A Louisville native, Golden grew up at The Temple, where he had his bar mitzvah and confirmation. He went on to graduate from the University of Kentucky and the Brandeis School of Law at the University of Louisville.
He is married to Micah Daniels, also a Louisville attorney. The couple has three children: two identical twin daughters, 9, and a son, 6.
“I have long admired Matt’s commitment to public service and his love for our community,” Louisville Metro Mayor Greg Fischer said of his departing administrator. “I’m thrilled that he will continue to use his expertise and skills to serve Louisville’s Jewish community in his new role.”
While he has done several “neat things” in his career, Golden noted two experiences that have changed him.
One was an immersive trip he took to Mexico to study its legal system. The experience sensitized him to the plight of defendants in an unfamiliar legal system when he learned that judges there can decide cases based on folios from both sides without ever seeing the defendant or litigant.
But the second experience hit closer to home. In 2004, then-JCRC director Wagner called Golden, inviting him to join a small-group mission to Israel.

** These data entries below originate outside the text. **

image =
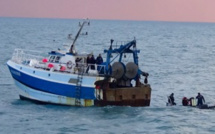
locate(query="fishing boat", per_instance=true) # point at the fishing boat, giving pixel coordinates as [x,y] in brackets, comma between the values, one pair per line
[67,78]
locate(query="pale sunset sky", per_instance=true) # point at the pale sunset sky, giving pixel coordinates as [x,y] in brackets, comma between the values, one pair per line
[153,10]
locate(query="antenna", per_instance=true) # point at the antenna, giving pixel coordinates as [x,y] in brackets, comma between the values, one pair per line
[77,35]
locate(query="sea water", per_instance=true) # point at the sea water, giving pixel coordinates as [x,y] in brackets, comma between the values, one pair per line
[179,58]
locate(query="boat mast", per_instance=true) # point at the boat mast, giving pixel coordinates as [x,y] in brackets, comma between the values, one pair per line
[77,35]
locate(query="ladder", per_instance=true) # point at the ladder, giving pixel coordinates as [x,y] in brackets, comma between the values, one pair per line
[78,87]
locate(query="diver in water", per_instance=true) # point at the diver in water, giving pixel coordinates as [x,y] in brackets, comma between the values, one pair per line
[171,99]
[200,99]
[185,101]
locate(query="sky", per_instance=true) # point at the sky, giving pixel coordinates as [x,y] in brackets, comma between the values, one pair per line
[148,10]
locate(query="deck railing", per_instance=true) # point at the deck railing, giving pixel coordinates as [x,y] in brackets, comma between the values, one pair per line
[21,55]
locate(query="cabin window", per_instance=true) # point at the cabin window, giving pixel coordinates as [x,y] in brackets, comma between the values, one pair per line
[52,59]
[57,59]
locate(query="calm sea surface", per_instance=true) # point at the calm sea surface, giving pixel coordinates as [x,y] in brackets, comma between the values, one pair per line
[180,58]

“It was a fascinating trip, a really interesting trip for me,” Golden said, “and I made her a promise, that I would be more engaged.”
That engagement influenced his work as an attorney and soon, as a JCRC director. He did not become a regular service-goer, but he did find himself drawn to Torah study.
“I find that more fascinating,” Golden said. “For me, at least, the Torah is not really about my relationship between me and G-d; it’s about my relationship between me and you.”